Jabbar, yoğun bir çalışma tempolarının olduğunu söyleyerek, “Festival için Bulgaristan’a gittik, onun yorgunluğunu attık yeni haftaların getirdikleri ile uğraşacağız. Yeni projeler, kayıtlar var. Onlara yön vermeye çalışıyoruz. Bizim prodüksiyon sürecimiz hiç bitmiyor. Performanslarımız devam ediyor. Müzikle insanlarla buluşmaktan çok keyif alıyoruz “ diye anlattı.
 
“İYİ BİR EKİPLE İYİ BİR SOUND YAPISIYLA SUNULMASI EN BÜYÜK DEĞER”
Jabbar, müzik ile ilgili düşüncelerini anlatarak, “Kafasındaki melodileri, sözleri müzikal olarak aktarmaya çalışan birisi olarak kendimi tanımlamak isterim. Küçük hikâyeler yaratmak ve bunu müzik yoluyla insanlarla buluşturmak hep tatlı bir mücadele oldu benim için. Bunun için çok çalışıyorum. Hiçbir şey çalışmadan yerini bulmuyor. Ses de bir enstrüman. Uzun sürenin getirdiği bir performans yoğunluğunun finalinde oluşabilen bir kullanım. Ses Allah vergisi başka bir şey ama üzerine harcadığınız mesai ve yan yana koyduğunuz ögeler aslında neyin ne olduğunu daha doğru gösterebiliyor bence. Prodüksiyon da bunun önemli bir parçası. Sound yapısına uygunluk ve bunun doğru aktarımı yetmiyor tek başına. İyi bir ekiple iyi bir sound yapısıyla sunulması en büyük değer. Ses tabi ki çok önemli ama gitar da, bas da, davul da çok önemli. Bize ulaştıran diğer sound yapıları, diğer teknik analizleri ile uğraşan arkadaşlarımız da önemli mesafeler harcıyorlar.  Yani bu işin bütün unsurları o kadar yekpare ki birbirinden ayırt edemiyorsunuz aslında mutfak tarafında.

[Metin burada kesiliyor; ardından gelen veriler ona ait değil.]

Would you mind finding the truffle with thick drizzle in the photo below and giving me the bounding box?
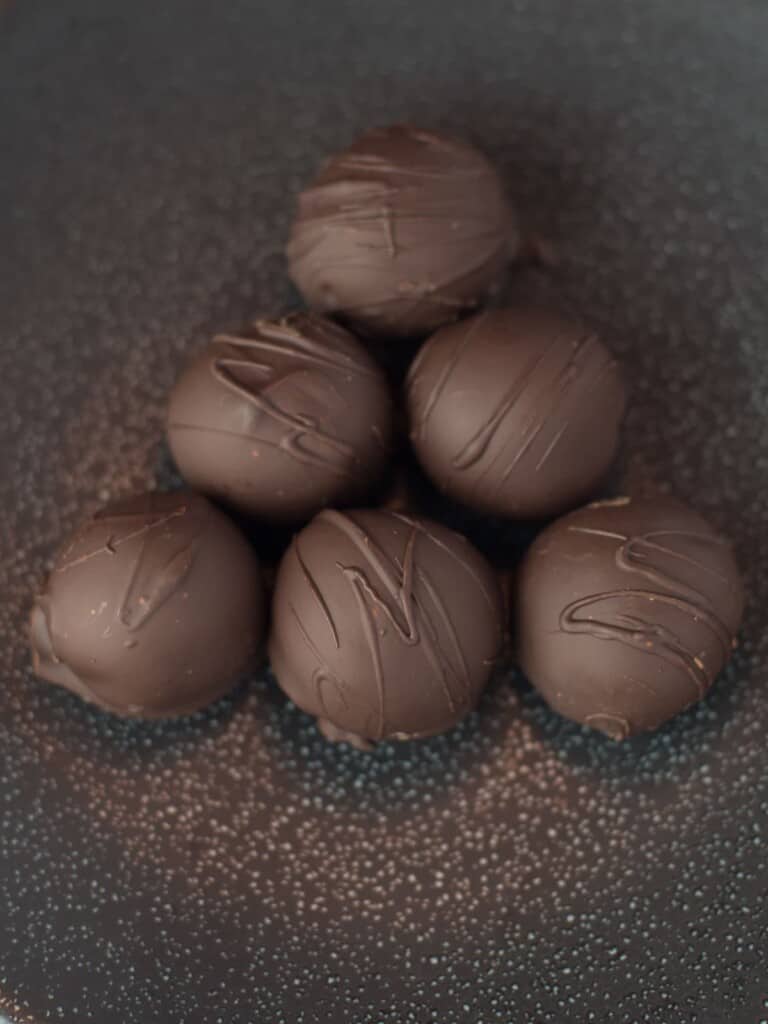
[269,510,502,745]
[407,306,625,518]
[516,498,743,739]
[168,313,391,522]
[288,125,520,339]
[30,493,264,718]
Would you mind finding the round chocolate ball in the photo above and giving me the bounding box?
[30,493,264,718]
[269,510,502,745]
[516,498,743,739]
[288,125,520,339]
[168,313,392,522]
[407,307,625,519]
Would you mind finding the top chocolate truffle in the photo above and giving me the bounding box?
[168,313,391,522]
[288,125,520,338]
[408,307,625,519]
[30,493,264,718]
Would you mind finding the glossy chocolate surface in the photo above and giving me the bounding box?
[517,499,744,739]
[269,510,502,740]
[30,493,264,718]
[288,125,519,339]
[168,313,391,522]
[408,306,625,519]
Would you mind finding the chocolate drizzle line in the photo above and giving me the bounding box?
[318,510,469,739]
[559,526,731,697]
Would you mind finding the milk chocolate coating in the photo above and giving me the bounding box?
[269,510,502,741]
[517,499,743,739]
[168,313,391,522]
[407,307,625,519]
[288,125,520,338]
[30,493,264,718]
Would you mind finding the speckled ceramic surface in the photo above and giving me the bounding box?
[0,0,768,1024]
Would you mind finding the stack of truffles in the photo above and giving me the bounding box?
[31,126,743,748]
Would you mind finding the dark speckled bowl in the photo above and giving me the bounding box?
[0,0,768,1024]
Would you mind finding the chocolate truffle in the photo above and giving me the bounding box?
[517,498,743,739]
[31,493,264,718]
[168,313,391,522]
[407,307,625,519]
[269,510,502,745]
[288,125,520,339]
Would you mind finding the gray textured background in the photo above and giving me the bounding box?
[0,0,768,1024]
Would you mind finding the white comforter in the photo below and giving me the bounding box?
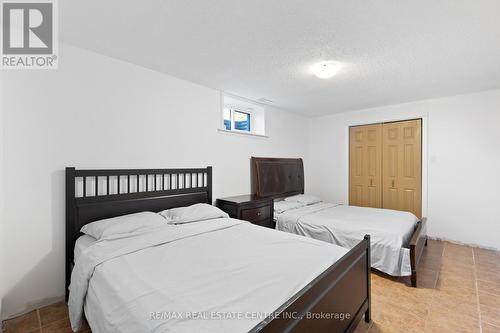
[275,202,418,276]
[69,218,347,333]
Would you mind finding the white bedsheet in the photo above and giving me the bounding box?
[69,218,347,333]
[73,235,97,262]
[275,202,418,276]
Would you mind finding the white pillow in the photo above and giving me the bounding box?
[160,204,229,224]
[285,194,321,205]
[80,212,165,239]
[274,200,305,214]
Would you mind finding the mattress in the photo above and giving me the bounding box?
[275,202,418,276]
[68,218,347,333]
[74,235,97,261]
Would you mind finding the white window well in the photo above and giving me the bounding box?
[219,94,266,136]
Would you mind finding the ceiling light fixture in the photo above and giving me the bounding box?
[311,61,340,79]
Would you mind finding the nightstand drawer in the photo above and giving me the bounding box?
[241,205,271,222]
[252,219,275,229]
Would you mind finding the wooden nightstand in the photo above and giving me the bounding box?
[215,194,274,229]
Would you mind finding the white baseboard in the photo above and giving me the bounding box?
[0,296,64,322]
[427,235,500,251]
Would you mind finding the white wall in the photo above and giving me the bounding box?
[306,90,500,248]
[0,67,6,316]
[2,45,307,317]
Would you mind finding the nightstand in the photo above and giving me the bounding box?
[215,194,274,229]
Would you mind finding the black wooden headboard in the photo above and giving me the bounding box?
[66,167,212,299]
[252,157,304,198]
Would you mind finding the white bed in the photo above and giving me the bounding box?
[274,202,418,276]
[69,218,347,333]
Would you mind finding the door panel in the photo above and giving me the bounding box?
[382,119,422,218]
[349,124,382,208]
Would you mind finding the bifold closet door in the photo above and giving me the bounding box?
[349,124,382,208]
[382,119,422,218]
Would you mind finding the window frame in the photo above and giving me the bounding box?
[218,92,268,137]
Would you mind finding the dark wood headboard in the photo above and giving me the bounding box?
[252,157,304,198]
[66,167,212,299]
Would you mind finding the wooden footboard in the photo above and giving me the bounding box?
[250,235,371,333]
[410,217,427,288]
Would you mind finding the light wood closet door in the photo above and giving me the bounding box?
[349,124,382,208]
[382,119,422,218]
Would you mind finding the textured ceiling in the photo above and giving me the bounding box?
[59,0,500,115]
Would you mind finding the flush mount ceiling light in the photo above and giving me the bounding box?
[311,61,340,79]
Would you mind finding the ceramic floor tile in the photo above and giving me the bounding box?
[477,279,500,297]
[40,302,68,326]
[479,292,500,309]
[42,318,73,333]
[4,311,40,333]
[482,324,500,333]
[480,305,500,327]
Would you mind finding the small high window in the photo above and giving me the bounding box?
[222,95,265,135]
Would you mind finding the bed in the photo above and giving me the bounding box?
[66,167,371,333]
[252,157,427,287]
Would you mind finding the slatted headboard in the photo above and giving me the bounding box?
[252,157,304,198]
[66,167,212,299]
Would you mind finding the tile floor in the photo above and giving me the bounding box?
[5,241,500,333]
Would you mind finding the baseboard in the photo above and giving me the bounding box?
[0,296,64,322]
[427,235,500,251]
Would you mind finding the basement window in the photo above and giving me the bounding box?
[220,95,266,136]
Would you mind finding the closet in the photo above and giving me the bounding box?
[349,119,422,218]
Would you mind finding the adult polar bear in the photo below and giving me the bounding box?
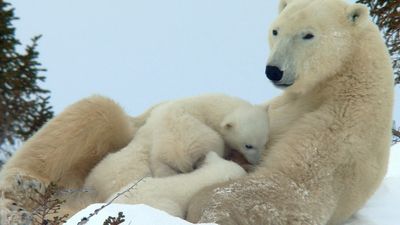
[0,0,393,225]
[188,0,393,225]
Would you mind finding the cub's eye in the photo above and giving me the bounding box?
[244,145,253,149]
[303,33,314,40]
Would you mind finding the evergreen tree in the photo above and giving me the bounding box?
[0,0,53,158]
[357,0,400,84]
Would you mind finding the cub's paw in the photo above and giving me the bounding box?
[0,174,46,210]
[0,198,33,225]
[13,174,46,194]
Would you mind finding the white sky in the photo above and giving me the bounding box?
[6,0,400,121]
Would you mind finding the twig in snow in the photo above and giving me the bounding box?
[77,177,144,225]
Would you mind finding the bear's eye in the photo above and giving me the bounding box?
[244,145,253,149]
[303,33,314,40]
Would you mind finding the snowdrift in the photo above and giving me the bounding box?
[65,144,400,225]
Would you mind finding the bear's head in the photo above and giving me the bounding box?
[221,106,269,164]
[265,0,372,92]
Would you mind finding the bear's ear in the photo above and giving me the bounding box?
[221,121,233,130]
[347,4,369,25]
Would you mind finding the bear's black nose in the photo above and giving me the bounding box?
[265,66,283,81]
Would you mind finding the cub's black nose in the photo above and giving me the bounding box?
[265,66,283,81]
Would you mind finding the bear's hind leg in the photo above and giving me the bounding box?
[0,96,133,218]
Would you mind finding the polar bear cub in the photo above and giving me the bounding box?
[147,94,269,177]
[107,151,246,218]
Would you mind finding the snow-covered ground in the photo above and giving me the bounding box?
[65,144,400,225]
[64,204,216,225]
[351,143,400,225]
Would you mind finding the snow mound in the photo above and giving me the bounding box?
[348,144,400,225]
[64,204,215,225]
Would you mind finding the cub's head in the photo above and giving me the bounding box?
[221,106,269,164]
[265,0,371,91]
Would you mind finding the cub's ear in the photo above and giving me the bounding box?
[264,104,269,113]
[346,4,369,25]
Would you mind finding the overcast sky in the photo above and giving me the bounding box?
[6,0,400,123]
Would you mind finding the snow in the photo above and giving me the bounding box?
[65,144,400,225]
[64,204,216,225]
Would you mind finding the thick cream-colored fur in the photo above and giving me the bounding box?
[148,94,268,177]
[188,0,393,225]
[81,95,268,204]
[111,152,246,218]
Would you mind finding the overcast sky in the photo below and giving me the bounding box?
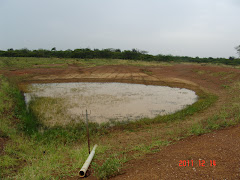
[0,0,240,57]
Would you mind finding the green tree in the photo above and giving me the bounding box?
[235,45,240,57]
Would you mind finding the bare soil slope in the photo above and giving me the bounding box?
[2,64,240,179]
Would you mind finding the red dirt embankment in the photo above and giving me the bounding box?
[1,64,240,180]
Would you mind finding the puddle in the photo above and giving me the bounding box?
[24,83,197,123]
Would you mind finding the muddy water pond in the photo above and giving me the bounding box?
[25,82,198,124]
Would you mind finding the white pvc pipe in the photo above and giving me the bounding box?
[79,144,97,177]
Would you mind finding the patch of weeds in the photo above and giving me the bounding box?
[190,123,207,136]
[141,69,153,76]
[92,156,125,179]
[222,84,230,89]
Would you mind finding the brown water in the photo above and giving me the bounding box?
[25,83,197,123]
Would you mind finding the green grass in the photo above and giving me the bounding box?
[0,57,171,70]
[0,62,240,179]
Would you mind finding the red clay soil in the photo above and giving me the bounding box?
[2,64,240,180]
[112,125,240,180]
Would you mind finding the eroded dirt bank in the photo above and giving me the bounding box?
[3,64,240,179]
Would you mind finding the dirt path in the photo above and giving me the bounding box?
[3,64,240,179]
[112,126,240,180]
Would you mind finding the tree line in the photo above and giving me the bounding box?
[0,46,240,65]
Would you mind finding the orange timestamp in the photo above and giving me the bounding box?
[179,159,217,167]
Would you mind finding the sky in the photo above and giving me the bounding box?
[0,0,240,58]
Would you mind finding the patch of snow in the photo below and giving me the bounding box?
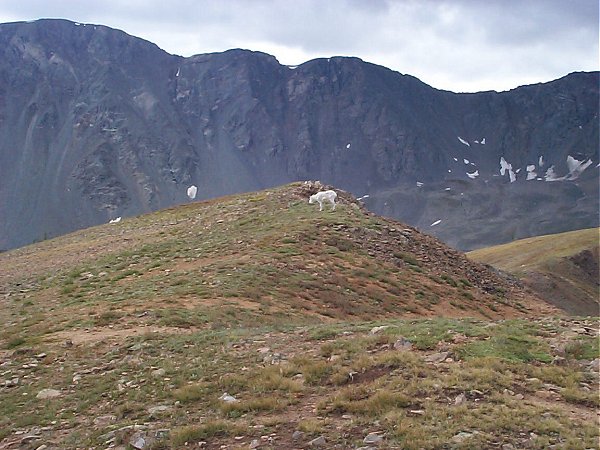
[219,392,238,403]
[500,156,512,176]
[567,155,592,180]
[544,166,565,181]
[187,184,198,200]
[544,155,592,181]
[456,136,471,147]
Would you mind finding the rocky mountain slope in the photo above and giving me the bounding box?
[0,183,599,450]
[468,228,600,316]
[0,20,599,249]
[0,182,556,330]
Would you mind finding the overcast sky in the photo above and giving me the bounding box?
[0,0,599,92]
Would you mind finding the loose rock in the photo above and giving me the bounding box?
[394,336,412,350]
[363,433,383,444]
[35,389,61,400]
[308,436,327,447]
[423,352,449,364]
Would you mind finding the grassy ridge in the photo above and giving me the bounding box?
[468,228,600,316]
[0,183,599,450]
[467,228,600,273]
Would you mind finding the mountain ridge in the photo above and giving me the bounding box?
[0,20,598,249]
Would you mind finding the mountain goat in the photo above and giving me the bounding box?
[308,190,337,211]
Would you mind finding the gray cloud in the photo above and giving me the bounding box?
[0,0,598,91]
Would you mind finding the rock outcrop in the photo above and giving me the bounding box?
[0,20,599,249]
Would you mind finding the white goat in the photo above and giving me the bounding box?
[308,191,337,211]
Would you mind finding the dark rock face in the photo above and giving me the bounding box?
[0,20,599,249]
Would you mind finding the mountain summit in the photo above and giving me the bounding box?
[0,20,599,249]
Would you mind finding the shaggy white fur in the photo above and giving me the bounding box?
[308,190,337,211]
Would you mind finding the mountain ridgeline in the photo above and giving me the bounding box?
[0,20,599,249]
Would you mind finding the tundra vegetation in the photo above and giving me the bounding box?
[0,184,599,449]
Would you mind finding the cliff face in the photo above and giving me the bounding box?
[0,20,599,249]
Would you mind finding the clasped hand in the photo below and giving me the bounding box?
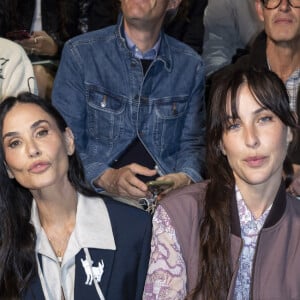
[16,31,58,56]
[94,163,191,199]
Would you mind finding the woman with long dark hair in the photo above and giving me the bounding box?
[0,93,151,300]
[144,69,300,300]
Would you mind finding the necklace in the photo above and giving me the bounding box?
[48,235,70,265]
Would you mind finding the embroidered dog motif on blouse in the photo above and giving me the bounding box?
[80,258,104,285]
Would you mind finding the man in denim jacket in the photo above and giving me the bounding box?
[53,0,205,204]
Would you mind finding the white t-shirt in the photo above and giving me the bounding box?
[0,38,38,102]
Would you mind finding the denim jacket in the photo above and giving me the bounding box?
[53,18,206,188]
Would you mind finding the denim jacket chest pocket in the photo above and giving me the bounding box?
[153,96,188,151]
[87,89,126,141]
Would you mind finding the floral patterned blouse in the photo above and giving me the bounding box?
[143,187,272,300]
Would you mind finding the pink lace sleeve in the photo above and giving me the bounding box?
[143,206,186,300]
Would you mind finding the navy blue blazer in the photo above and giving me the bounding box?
[22,197,152,300]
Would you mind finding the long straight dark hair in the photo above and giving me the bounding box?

Ama insanlara dokunduğu tarafı bazen sesiniz oluyor bazen melodi oluyor bazen bir davul ritmi oluyor” diye açıkladı. 
 
“MESELA ‘GEL DESEM’ KLİBİNDEKİ HİKÂYE BENİM HİKAYEM”
Zaman içerisinde oturmuş bir sesi olduğunu söyleyen Jabbar, “Uzun süredir müzikal performans yapmaya devam ediyorum ve spor hayatımın çok önemli bir yerinde benim için. Bir şey elinizdeyse onun sahibiyken muhafaza etme hikâyesi aslında. Spor yapmaya devam ediyorum. Mesela ‘Gel Desem’ klibindeki hikâye benim hikâyem. Bisiklet ve yelken hayatımın merkezinde duruyor. Bu da bir şekilde doğaya daha yakın olmak, daha sağlıklı kalmaya çalışmak, kendine daha iyi bakmayı da getiriyor benim için. O yüzden ses tamam ve güzel bir şeyse ve karşı tarafa dokunuyorsa, yapmanız gereken şeyleri yapmanız lazım onu korumak için” ifadelerini kullandı.
 
“ESASINDA BİR HAYATIN AYNASI OLUYOR”
“Hikâyenin tutarlı olmasına dikkat ediyorum” diyen Jabbar, “Kocaman bir ekip var. Bu işin prodüksiyonu, iletimi, videolaştırılması da kocaman ekiplerin işi ve ekipler o videolarda olan şeyler esasında bir hayatın aynası oluyor. Kendi hikâyemizi de anlatmaya çalışıyoruz. Dediğim gibi tutarlı bir yürüyüş olmasına elimizden geldiğince dikkat etmeye çalışıyoruz” diye anlattı.
 
“HİKAYE YARATMAK BİZİM İÇİN BÜYÜK GURUR KAYNAĞI”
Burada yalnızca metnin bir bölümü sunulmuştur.